A book with a photo of a train car about to go through a tunnel

Railroad Semantics #1: Eugene, Portland, Pocatello, and Back!

by Aaron Dactyl Author

Devoted to trainhopping and railroad culture, Aaron Dactyl's first Railroad Semantics zine describes the sights, sounds, successes, and defeats of riding around the U.S. inside of (and sometimes on top of!) freight trains. This first issue, re-published here in book form, explores a round-trip, early-spring train ride from Portland to Pocatello and back, as well as a long, winter ride to Eugene. Both informative and entertaining, issue one also features a wide array of articles on railroads and rail-related activity, letters, postcards, and is full of absolutely gorgeous photographs of landscapes and hobo graffiti--a poetic sense of adventure captured in words, pictures, and scenic vistas!

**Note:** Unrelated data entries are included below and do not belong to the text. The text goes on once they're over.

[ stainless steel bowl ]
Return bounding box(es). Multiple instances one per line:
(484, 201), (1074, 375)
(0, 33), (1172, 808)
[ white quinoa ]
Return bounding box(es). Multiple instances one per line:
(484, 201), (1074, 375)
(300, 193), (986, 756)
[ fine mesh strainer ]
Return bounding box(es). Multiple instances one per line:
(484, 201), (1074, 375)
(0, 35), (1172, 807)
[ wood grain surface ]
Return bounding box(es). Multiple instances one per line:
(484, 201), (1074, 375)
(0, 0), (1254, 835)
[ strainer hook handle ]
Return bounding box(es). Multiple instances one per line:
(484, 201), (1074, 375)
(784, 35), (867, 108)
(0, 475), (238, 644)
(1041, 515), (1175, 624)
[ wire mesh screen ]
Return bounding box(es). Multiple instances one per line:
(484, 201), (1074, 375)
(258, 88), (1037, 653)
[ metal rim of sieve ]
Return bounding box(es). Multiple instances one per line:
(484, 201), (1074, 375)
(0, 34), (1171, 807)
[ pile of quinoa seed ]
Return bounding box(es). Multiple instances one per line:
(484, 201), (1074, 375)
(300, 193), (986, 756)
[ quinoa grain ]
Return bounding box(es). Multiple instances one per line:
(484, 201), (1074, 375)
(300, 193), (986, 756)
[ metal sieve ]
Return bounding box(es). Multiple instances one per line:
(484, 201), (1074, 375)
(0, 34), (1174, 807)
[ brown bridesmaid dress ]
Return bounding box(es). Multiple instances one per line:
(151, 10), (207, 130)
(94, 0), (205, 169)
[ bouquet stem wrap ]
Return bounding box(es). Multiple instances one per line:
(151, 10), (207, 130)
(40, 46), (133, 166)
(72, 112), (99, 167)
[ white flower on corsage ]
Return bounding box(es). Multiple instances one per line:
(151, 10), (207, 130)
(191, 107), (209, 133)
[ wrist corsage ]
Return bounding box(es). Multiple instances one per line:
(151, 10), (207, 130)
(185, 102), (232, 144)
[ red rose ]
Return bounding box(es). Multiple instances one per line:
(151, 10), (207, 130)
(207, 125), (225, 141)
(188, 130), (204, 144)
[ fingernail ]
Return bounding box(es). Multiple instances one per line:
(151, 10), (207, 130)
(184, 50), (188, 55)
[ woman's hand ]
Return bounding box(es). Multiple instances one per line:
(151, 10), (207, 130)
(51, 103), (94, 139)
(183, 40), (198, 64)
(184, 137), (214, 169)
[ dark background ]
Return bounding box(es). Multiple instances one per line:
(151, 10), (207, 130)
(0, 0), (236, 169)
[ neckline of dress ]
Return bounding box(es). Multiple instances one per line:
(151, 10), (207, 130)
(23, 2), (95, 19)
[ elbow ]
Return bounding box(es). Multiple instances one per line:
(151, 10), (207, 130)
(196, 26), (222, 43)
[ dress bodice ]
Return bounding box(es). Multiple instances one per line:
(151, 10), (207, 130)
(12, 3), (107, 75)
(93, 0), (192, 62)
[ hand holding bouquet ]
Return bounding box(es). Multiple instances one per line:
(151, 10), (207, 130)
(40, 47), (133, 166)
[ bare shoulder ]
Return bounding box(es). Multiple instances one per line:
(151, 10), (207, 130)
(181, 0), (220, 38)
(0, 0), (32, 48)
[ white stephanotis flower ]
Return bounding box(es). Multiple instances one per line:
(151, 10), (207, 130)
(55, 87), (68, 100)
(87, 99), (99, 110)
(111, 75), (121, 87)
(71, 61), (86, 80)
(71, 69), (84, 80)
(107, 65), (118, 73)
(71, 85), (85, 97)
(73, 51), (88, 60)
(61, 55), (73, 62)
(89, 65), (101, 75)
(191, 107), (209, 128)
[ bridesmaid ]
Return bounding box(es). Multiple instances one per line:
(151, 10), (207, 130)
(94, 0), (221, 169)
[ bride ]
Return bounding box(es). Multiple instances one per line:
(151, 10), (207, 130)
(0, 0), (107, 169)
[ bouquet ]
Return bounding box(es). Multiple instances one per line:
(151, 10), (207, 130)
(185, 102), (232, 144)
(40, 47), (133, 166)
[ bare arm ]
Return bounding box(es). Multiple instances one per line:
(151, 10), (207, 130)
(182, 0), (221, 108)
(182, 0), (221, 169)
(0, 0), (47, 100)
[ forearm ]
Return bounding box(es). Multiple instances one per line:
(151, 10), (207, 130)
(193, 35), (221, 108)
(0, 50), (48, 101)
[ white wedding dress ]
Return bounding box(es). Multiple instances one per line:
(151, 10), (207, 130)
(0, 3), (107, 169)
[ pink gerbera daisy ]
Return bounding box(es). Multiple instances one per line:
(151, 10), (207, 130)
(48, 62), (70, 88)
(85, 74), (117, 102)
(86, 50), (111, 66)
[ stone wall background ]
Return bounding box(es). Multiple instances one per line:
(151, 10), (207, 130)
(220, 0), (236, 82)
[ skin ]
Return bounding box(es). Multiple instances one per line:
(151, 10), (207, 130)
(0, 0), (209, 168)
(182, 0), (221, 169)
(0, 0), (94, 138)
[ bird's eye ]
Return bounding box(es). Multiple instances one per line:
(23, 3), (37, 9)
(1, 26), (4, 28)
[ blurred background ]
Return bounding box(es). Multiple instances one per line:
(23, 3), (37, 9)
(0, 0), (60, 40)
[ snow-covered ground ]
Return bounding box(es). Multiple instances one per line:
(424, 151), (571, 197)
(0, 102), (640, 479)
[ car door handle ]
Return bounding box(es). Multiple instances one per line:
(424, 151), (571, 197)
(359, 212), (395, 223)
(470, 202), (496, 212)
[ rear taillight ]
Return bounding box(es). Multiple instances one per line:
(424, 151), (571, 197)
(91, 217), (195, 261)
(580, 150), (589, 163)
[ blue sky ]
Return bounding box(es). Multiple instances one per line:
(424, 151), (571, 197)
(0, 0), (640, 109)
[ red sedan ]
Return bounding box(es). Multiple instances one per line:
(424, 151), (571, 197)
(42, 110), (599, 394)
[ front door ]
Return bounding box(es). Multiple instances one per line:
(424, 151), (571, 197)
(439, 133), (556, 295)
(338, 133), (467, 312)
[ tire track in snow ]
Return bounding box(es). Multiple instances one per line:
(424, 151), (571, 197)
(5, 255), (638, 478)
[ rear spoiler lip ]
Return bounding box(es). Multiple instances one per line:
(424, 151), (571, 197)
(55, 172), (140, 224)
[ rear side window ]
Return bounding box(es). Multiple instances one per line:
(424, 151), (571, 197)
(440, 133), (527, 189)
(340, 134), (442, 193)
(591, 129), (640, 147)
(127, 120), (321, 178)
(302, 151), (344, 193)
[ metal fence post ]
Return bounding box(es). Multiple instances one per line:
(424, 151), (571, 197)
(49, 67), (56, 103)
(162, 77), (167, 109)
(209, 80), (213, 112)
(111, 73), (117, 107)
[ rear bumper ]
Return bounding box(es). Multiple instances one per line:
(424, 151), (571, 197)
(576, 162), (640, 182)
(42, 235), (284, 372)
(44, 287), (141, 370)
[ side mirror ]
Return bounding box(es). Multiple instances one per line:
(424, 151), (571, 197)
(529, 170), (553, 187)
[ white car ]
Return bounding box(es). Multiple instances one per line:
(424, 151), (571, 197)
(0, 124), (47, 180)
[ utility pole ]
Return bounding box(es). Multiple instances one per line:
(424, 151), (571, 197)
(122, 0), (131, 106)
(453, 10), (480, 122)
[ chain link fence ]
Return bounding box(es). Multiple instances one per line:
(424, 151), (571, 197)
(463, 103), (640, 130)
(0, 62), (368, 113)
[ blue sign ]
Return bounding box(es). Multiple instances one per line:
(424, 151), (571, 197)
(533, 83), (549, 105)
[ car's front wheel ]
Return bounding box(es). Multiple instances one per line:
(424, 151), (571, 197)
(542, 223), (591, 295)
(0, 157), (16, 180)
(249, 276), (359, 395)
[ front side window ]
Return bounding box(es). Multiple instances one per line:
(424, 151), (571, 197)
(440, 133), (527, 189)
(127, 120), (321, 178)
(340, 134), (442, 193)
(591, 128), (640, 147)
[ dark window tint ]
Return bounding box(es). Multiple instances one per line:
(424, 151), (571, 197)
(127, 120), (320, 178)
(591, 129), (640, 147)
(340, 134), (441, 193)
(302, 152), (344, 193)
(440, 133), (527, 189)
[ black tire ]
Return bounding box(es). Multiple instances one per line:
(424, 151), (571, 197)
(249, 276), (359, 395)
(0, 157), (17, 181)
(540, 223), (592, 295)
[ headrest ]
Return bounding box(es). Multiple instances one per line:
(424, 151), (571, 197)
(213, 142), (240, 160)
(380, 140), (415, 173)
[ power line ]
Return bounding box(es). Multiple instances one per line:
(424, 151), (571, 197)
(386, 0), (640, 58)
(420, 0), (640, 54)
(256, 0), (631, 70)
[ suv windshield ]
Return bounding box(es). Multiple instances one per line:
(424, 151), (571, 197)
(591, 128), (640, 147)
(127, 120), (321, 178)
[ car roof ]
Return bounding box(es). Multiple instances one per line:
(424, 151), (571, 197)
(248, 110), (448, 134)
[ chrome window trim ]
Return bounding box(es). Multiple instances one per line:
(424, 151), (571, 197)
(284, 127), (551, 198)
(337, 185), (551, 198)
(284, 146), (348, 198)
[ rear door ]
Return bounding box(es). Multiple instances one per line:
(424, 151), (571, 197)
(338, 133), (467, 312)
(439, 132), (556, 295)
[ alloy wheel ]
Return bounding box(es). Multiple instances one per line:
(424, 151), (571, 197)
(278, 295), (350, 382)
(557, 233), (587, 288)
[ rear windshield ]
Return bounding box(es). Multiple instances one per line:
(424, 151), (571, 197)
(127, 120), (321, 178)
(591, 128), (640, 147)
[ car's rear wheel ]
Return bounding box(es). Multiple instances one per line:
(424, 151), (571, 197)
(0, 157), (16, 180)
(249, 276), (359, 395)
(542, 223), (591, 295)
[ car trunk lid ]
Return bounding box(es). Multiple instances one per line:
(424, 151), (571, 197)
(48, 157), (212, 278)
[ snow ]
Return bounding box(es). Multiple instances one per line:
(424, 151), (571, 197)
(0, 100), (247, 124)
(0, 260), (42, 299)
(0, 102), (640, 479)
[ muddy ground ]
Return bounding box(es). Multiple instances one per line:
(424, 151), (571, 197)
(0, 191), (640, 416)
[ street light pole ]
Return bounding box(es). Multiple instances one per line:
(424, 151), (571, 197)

  • Railroad Semantics #1: Eugene, Portland, Pocatello, and Back! image #1
  • Railroad Semantics #1: Eugene, Portland, Pocatello, and Back! image #2

Comments & Reviews

1/27/2013

it's easy reading, and I believe in finding a freight then hop it to it's destination

where ever it may be... going

2/21/2012

I enjoy reading about trainhopping when the author describes the sights they see, the adventures they embark on, the people they meet, and so on. Ya know, a good tale of traveling freely as they wish. I don't particularly care for the junkies and alcoholics that frequent these stories, and I definitely don't understand trainhopping lingo (which is mostly technical railroad stuff and slang regarding it). This zine kind of balances all these things. It involves a short trip where the author goes out to Pocatello, Idaho, Eugene, Oregon, and Portland (and all points in-between of course). Idaho is just one of those places that I've driven through a couple times and never really stopped for anything. But something about the desolation and open expanse of the area make me sort of want to go exploring. So to read about the big open sky, the surrounding mountains, the little go-nowhere towns is pretty neat. Rounding out this zine is a bunch of train graffiti photos, newspaper clippings about trains (the workers, derailments, deaths, arrests, and a bit of history), and some hand-written letters to others.

2/16/2012

My exposure to zines dealing with the culture of trainhopping is limited to... well, this zine right here. In Railroad Semantics, author Aaron Dactyl describes his short hops on freight lines in Washington State between "Eugene, Portland, Pocatello and Back" as the zine's subtitle states. In his despictions of these travels, Aaron writes as if he were talking to fellow hobos (my term, not his). He uses railroad terminology as if we, the readers, were also intimately familiar with the differences between a EEC and a DPU. This is less a detraction than the added weight of authenticity, and it makes the pictures he paints of the Pacific Northwest, and the isolation of solo train travel, no less appealing. Like the markings on railcars that train hoppers leave for each other, Aaron is simply sending a message to later travelers, warning them what to look out for by relating what he encountered in different yards.

1/4/2012

This is a promising new booklet zine about train hopping and train culture. This first issue is dedicated to an early spring ride from Portland to Pocatello and back. The description of the characters, the landscape and trains Aaron meets on this trip make it seem like you are there. I have never jumped a train and at this point in my life doubt that I ever will, but this great little book (is it a book or a zine?) makes me feel like I was there.I also enjoyed the short story about Bill Wyoming a town of around five people with an 112 room hotel because of its position as an overnight for train crews. This book (I have now decided it is a short book, not a zine) also has a lot of great photos of the scenery of ride and a lot of great hobo art.